As far back as the early seventies when I was sitting in elementary school, I would decorate my dictation papers with doodles. Later on, I made small booklets with cartoons, poems, and stories which I gave to my parents, friends and classmates. They all had different themes like volleyball, pirates and knight’s castles. One of these little books was about a small dragon from pre-historical times, who preoccupied me ever since and of course, in time, would turn out to be Koke. But it would still be a while before then because I turned to music next. Even today, music still holds a special interest for me. At one point, though, I found out that I was actually a better artist than a musician. And I could write – seeing as how I’m descended from a family of chronically crazy rhyme-makers, whose most famous offspring, Joachim Ringelnatz, was a poet, it seemed that writing was in my blood.

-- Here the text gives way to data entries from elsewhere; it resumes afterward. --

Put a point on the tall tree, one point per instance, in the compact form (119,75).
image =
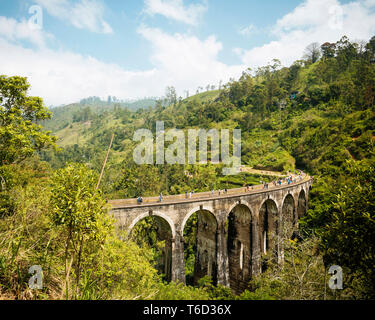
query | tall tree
(20,133)
(312,52)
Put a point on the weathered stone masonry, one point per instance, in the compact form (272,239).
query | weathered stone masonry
(233,230)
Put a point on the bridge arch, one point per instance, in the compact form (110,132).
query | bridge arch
(202,237)
(301,203)
(162,228)
(194,210)
(154,213)
(288,216)
(240,233)
(268,229)
(238,203)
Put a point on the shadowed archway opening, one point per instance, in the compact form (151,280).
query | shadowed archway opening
(268,232)
(155,232)
(200,248)
(239,245)
(302,204)
(288,217)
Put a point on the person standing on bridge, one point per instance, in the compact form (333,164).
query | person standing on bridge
(139,200)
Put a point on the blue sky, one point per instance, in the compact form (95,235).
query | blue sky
(73,49)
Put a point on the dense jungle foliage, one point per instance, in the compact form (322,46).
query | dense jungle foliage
(317,115)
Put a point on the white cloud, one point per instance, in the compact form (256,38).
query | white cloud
(84,14)
(14,31)
(62,77)
(186,61)
(247,31)
(175,9)
(313,21)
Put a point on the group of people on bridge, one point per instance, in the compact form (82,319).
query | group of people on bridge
(289,179)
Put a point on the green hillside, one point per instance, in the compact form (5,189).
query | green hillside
(317,115)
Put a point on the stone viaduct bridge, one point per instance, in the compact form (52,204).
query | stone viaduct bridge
(234,229)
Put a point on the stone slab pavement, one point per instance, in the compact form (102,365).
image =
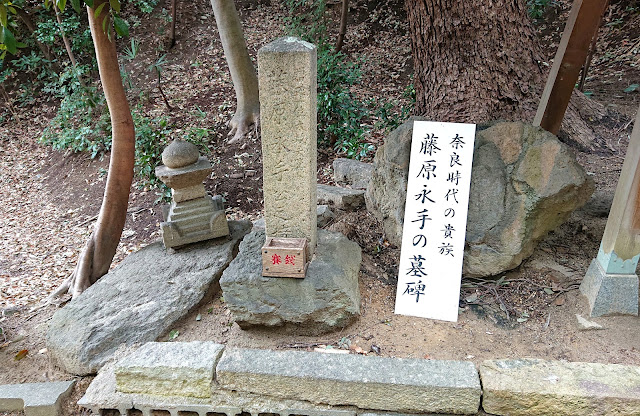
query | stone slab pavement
(392,384)
(287,383)
(36,399)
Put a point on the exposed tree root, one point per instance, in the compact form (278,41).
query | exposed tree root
(84,275)
(242,124)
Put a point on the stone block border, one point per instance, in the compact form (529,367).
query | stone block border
(36,399)
(294,383)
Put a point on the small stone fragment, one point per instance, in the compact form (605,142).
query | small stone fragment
(586,325)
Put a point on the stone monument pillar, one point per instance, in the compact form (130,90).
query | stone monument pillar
(611,283)
(287,76)
(193,215)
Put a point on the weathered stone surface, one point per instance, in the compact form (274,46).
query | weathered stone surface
(609,294)
(36,399)
(387,191)
(343,198)
(179,154)
(353,172)
(587,325)
(169,369)
(403,385)
(328,298)
(137,301)
(325,215)
(287,77)
(557,388)
(192,221)
(102,394)
(524,183)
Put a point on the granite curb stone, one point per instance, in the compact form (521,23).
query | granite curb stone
(36,399)
(540,387)
(393,384)
(169,368)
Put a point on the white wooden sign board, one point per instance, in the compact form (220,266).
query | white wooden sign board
(435,220)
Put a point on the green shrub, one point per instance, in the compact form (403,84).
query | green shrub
(341,116)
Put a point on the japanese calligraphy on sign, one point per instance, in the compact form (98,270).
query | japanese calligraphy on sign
(435,220)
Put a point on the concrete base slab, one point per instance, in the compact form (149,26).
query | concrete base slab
(557,388)
(610,294)
(36,399)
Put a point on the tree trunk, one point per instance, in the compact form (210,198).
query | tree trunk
(96,257)
(475,60)
(172,32)
(243,73)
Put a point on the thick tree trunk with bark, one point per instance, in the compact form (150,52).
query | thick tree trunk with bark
(243,73)
(477,61)
(96,257)
(474,60)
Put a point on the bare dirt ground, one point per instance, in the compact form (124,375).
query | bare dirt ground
(50,199)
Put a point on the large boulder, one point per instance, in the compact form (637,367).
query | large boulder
(524,183)
(137,301)
(327,299)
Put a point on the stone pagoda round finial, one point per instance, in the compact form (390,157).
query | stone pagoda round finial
(180,154)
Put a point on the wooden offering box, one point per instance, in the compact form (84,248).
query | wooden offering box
(284,257)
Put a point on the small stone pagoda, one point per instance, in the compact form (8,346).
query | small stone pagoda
(193,215)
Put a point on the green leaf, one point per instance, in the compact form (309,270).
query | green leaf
(632,88)
(122,27)
(3,15)
(99,10)
(9,40)
(76,6)
(115,5)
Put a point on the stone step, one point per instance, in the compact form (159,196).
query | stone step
(36,399)
(539,387)
(343,198)
(397,385)
(169,369)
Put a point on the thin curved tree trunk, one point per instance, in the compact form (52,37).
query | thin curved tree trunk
(344,15)
(96,256)
(243,73)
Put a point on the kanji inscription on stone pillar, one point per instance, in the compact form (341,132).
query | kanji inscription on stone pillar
(287,76)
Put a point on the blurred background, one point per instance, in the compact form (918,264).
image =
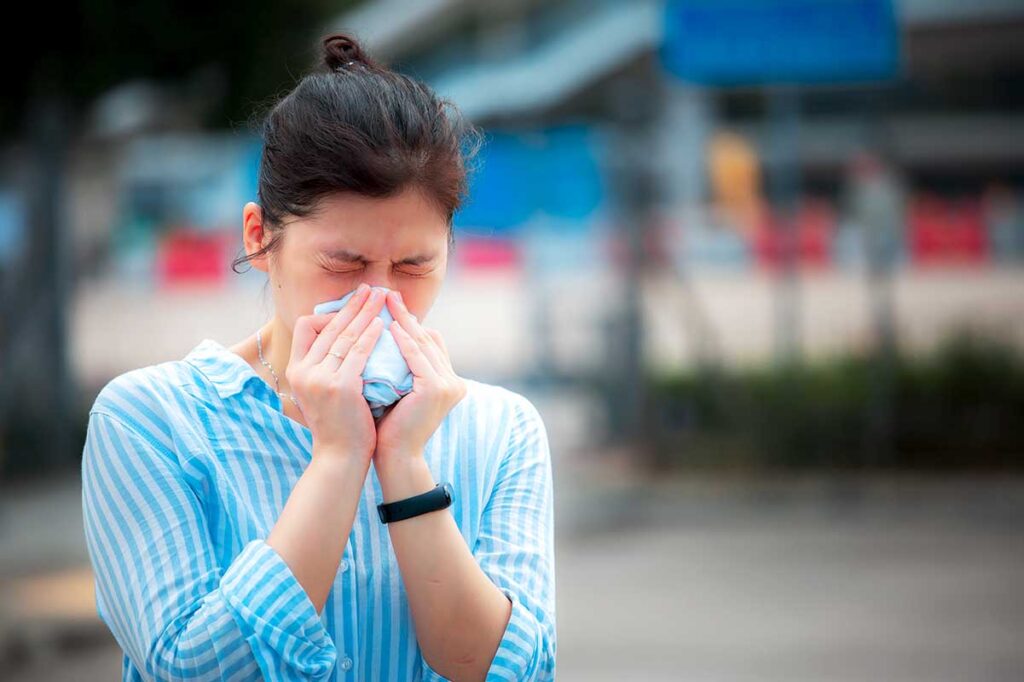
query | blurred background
(760,264)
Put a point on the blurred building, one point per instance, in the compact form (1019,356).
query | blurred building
(951,120)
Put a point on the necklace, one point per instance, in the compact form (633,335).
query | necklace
(276,382)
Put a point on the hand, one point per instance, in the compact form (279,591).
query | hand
(330,389)
(406,428)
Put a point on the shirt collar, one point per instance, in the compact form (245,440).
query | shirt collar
(228,372)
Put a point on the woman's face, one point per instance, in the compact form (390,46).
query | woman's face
(399,243)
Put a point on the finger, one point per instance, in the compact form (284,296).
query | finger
(356,313)
(355,359)
(418,361)
(302,337)
(441,347)
(351,334)
(306,330)
(412,327)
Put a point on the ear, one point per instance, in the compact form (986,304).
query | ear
(254,237)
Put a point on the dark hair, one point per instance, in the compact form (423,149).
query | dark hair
(354,125)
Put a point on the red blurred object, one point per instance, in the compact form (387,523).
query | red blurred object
(947,231)
(814,229)
(187,256)
(487,253)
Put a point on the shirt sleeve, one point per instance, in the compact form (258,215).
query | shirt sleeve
(515,549)
(174,611)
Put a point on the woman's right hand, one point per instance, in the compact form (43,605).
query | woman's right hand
(330,389)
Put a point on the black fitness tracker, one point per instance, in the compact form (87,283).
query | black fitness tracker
(438,498)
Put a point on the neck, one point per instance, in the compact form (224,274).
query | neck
(276,350)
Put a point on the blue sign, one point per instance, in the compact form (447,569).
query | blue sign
(748,42)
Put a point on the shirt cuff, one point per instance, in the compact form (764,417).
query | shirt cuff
(275,614)
(518,647)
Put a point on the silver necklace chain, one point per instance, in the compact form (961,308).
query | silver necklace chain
(276,382)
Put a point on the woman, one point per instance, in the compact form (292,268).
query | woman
(230,498)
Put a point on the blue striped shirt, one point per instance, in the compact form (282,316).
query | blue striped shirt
(186,467)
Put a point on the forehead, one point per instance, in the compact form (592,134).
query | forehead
(352,226)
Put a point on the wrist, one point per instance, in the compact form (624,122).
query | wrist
(333,465)
(401,478)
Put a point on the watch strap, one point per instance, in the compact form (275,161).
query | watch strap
(437,498)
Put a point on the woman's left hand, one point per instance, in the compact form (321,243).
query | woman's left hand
(406,428)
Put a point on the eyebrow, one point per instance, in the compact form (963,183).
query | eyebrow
(346,256)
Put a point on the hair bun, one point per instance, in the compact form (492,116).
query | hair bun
(339,49)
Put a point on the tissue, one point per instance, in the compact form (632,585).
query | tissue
(386,377)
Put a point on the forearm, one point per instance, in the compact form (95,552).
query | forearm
(314,525)
(459,613)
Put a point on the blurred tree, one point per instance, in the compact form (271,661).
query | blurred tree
(258,46)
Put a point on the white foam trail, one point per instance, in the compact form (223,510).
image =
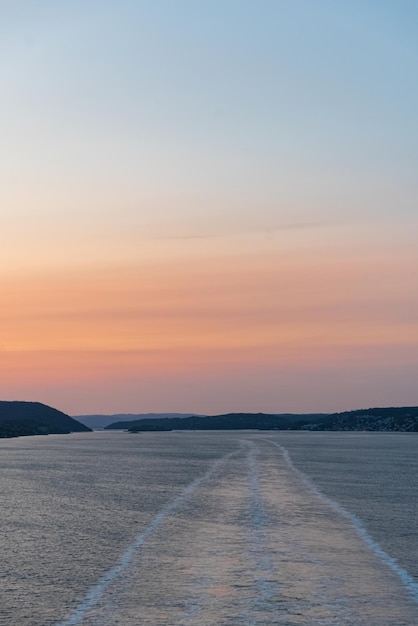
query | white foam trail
(94,594)
(406,579)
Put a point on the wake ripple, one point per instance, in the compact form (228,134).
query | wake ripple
(406,579)
(94,594)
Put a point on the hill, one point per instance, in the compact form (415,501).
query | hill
(229,421)
(101,421)
(404,419)
(34,418)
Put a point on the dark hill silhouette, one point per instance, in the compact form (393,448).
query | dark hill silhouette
(101,421)
(375,419)
(34,418)
(229,421)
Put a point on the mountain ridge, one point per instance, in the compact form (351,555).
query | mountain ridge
(20,418)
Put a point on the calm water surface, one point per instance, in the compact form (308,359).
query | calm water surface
(238,528)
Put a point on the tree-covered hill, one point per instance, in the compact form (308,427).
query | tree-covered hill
(34,418)
(376,419)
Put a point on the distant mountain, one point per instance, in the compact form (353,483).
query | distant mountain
(101,421)
(403,419)
(34,418)
(229,421)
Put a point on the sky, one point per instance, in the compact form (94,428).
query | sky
(209,206)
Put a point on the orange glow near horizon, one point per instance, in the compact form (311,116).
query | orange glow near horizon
(183,320)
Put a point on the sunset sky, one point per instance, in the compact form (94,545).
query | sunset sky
(209,205)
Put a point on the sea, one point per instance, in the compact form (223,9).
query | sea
(219,528)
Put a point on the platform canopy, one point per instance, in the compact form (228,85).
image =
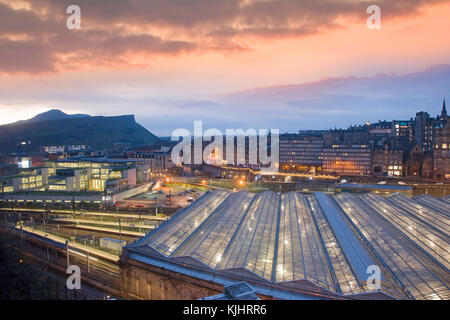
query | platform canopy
(327,241)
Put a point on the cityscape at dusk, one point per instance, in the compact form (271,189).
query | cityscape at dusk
(224,150)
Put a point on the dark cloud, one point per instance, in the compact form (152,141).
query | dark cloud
(113,29)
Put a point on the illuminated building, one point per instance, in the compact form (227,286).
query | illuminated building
(300,153)
(347,160)
(442,154)
(387,162)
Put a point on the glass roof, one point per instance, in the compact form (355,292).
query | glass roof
(326,240)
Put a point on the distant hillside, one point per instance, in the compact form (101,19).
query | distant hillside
(53,114)
(97,132)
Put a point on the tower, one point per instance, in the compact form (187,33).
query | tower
(444,111)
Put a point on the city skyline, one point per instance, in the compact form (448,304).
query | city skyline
(249,64)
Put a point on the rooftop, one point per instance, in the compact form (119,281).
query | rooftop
(294,241)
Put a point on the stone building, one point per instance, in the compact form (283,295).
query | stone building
(442,154)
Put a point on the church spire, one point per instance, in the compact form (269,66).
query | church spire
(444,111)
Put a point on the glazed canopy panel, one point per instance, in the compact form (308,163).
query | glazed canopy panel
(328,241)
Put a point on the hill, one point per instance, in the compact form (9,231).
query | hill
(53,114)
(97,132)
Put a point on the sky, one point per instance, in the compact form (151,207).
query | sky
(282,64)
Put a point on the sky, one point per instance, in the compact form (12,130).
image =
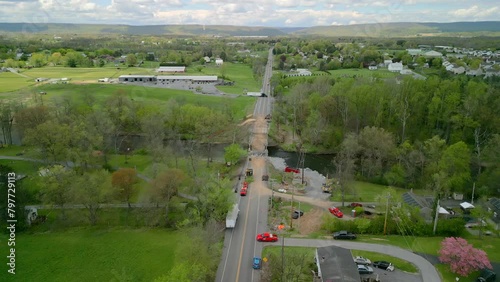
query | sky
(275,13)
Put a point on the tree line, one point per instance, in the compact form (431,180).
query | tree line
(441,134)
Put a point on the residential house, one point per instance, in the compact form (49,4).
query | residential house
(476,72)
(414,52)
(395,67)
(458,70)
(433,54)
(171,69)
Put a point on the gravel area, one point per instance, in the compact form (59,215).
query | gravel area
(313,179)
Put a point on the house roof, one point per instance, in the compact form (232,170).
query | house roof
(415,200)
(466,205)
(188,77)
(171,69)
(336,265)
(136,75)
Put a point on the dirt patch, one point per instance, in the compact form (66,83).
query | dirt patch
(310,222)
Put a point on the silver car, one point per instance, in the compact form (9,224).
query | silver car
(362,260)
(364,269)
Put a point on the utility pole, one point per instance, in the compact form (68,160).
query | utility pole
(436,218)
(291,213)
(386,213)
(473,189)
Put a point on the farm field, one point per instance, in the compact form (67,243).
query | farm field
(240,106)
(241,74)
(11,82)
(95,255)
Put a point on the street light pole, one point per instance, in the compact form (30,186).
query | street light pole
(386,214)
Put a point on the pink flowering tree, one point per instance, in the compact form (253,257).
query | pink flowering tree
(462,257)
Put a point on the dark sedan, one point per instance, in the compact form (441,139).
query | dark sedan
(384,265)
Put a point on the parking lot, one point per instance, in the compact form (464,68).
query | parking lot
(394,276)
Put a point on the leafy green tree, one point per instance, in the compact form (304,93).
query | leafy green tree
(166,185)
(455,162)
(124,182)
(56,182)
(52,138)
(92,189)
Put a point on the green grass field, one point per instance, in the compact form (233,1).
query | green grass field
(11,82)
(95,255)
(79,74)
(240,106)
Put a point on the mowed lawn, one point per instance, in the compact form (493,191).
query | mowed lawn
(78,74)
(95,255)
(240,73)
(240,106)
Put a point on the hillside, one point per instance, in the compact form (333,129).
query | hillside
(198,30)
(358,30)
(406,29)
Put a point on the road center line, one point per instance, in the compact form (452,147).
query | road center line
(242,242)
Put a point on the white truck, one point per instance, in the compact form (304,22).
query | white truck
(231,217)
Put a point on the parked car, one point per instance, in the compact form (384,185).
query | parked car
(243,191)
(257,263)
(344,235)
(336,212)
(362,260)
(384,265)
(363,269)
(296,214)
(267,237)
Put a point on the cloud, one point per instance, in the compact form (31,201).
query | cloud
(475,12)
(249,12)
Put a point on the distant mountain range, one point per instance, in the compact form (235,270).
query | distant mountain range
(490,28)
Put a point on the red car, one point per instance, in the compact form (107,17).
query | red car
(267,237)
(336,212)
(290,169)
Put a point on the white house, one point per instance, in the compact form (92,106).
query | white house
(458,70)
(395,67)
(433,54)
(387,62)
(172,69)
(414,52)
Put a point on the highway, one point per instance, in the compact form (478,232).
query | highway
(240,245)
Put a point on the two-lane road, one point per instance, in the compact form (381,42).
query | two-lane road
(240,245)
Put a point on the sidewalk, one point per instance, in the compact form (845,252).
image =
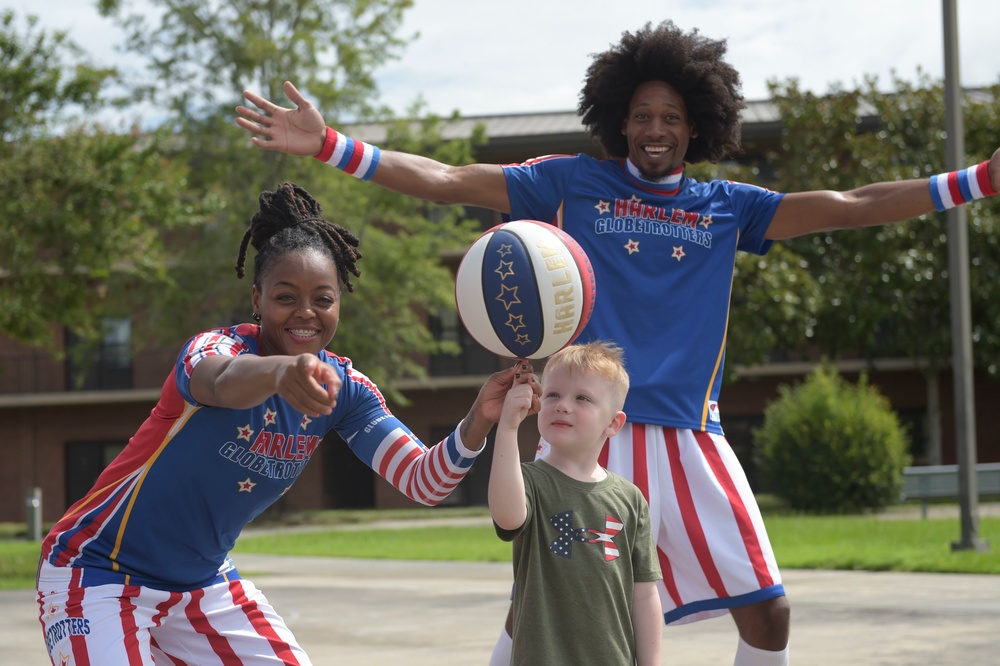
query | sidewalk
(380,612)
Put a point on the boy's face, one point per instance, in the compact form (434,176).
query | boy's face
(576,409)
(657,129)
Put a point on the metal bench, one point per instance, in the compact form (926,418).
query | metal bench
(928,482)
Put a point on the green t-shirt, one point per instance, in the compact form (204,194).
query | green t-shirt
(576,559)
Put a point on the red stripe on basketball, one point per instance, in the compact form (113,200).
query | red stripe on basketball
(692,524)
(743,521)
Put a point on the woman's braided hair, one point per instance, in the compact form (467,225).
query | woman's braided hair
(290,220)
(692,64)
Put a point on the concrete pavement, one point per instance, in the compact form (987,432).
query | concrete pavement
(380,612)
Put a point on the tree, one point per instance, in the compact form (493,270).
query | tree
(886,289)
(202,55)
(83,223)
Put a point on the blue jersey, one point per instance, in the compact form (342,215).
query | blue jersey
(663,257)
(169,508)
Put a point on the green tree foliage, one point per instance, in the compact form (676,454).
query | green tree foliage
(829,446)
(36,87)
(886,288)
(202,55)
(86,212)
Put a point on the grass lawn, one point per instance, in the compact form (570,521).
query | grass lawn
(884,542)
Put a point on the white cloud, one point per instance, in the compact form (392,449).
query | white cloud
(531,55)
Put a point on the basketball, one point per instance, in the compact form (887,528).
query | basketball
(525,289)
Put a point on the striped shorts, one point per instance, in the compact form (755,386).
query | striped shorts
(230,622)
(710,538)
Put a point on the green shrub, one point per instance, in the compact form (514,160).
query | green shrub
(828,446)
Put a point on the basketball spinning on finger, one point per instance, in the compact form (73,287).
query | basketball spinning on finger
(525,289)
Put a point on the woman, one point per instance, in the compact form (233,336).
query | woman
(138,570)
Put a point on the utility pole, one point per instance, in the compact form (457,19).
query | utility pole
(961,317)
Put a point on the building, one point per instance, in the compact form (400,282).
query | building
(65,421)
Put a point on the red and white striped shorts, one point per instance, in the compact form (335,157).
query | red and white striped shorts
(710,538)
(227,623)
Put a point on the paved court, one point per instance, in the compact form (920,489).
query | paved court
(386,612)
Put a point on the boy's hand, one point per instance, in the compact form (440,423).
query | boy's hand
(519,402)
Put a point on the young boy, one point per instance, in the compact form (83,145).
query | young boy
(585,566)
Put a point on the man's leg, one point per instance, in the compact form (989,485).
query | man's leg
(764,631)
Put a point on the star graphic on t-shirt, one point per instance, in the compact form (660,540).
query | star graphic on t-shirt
(270,417)
(504,269)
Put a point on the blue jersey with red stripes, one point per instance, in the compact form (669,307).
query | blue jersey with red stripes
(663,256)
(166,512)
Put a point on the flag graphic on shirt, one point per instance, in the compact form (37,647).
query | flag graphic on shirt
(563,544)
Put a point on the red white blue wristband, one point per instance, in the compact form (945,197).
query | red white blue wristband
(959,187)
(355,157)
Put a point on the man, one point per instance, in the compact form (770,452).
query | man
(663,248)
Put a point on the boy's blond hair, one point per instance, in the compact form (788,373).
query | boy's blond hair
(604,359)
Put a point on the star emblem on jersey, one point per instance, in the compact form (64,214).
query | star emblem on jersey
(563,544)
(270,417)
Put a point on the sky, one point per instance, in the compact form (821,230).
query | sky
(523,56)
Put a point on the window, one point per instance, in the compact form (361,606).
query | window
(102,366)
(474,359)
(84,463)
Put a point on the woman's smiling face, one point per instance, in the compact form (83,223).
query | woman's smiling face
(298,302)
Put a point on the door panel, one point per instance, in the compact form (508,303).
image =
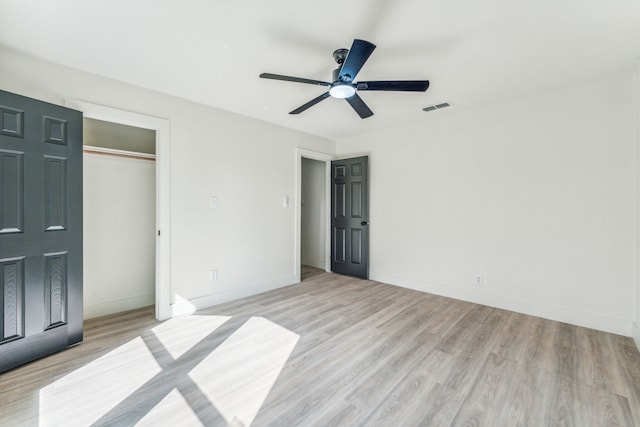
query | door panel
(349,221)
(40,229)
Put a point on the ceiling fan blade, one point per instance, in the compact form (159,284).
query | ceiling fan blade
(358,55)
(361,108)
(293,79)
(397,85)
(310,104)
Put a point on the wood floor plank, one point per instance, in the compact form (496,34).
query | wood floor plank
(333,351)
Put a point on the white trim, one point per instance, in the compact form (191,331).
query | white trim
(636,335)
(163,186)
(184,306)
(314,262)
(532,308)
(117,306)
(326,158)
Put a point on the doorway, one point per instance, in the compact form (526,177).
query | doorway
(119,184)
(313,235)
(164,307)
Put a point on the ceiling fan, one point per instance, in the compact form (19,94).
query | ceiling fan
(350,61)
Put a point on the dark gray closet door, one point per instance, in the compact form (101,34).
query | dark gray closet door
(40,229)
(350,217)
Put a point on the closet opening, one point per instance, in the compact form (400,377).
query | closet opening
(119,189)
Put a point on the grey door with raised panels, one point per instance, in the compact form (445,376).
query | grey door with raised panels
(350,217)
(40,229)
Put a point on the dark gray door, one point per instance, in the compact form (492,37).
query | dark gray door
(350,217)
(40,229)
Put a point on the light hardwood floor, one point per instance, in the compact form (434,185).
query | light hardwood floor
(332,351)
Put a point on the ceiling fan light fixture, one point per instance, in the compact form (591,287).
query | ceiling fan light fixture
(342,90)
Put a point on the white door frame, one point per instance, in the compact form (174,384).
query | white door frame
(326,158)
(163,206)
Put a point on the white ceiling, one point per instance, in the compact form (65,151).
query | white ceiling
(474,52)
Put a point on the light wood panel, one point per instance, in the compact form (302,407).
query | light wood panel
(362,354)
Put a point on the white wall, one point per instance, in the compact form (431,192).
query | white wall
(248,164)
(313,214)
(636,327)
(537,195)
(119,234)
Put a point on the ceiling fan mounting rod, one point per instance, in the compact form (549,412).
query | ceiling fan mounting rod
(340,55)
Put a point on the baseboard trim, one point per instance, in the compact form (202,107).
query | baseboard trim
(118,305)
(636,334)
(317,263)
(189,306)
(533,308)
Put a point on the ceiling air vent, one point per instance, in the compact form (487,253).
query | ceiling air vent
(436,107)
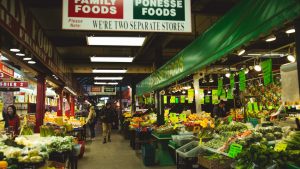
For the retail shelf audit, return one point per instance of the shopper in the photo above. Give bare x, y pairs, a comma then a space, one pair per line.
219, 110
91, 121
13, 120
107, 120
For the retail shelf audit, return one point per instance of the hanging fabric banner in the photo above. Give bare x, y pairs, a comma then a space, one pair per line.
201, 93
242, 77
215, 97
220, 86
267, 71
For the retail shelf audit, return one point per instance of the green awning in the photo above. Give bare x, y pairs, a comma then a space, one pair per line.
246, 21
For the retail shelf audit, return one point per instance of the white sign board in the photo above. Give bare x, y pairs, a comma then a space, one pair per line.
127, 15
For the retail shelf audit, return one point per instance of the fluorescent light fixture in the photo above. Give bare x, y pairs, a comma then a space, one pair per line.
70, 90
254, 54
14, 50
271, 38
108, 78
115, 41
31, 62
104, 83
20, 54
227, 75
257, 68
291, 58
112, 83
292, 30
109, 70
241, 51
27, 58
100, 83
111, 59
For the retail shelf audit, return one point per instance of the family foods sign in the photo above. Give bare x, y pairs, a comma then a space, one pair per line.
127, 15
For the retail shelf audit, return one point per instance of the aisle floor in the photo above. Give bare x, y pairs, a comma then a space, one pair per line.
115, 155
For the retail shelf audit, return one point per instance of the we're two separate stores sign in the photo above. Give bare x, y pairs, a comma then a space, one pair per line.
127, 15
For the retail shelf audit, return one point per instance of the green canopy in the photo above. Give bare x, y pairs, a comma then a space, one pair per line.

So, I had my world: drawing, writing and music, and it’s just wonderful how I can combine all three of these inclinations into my work today. Yet, back then, I was mainly occupied with drawing. Even in high school, I began publishing political caricatures in our hometown newspaper. On the side, I drew music cartoons for a few professional journals, nothing spectacular, but it was a little extra income. Some of my cartoons were even published in a few major German newspapers, for instance the Süddeutsche Zeitung, The Vienna Journal and Die Zeit. Looking back, however, all these were five-finger exercises, because I was about to encounter a formative experience: meeting my great idol Paul Flora.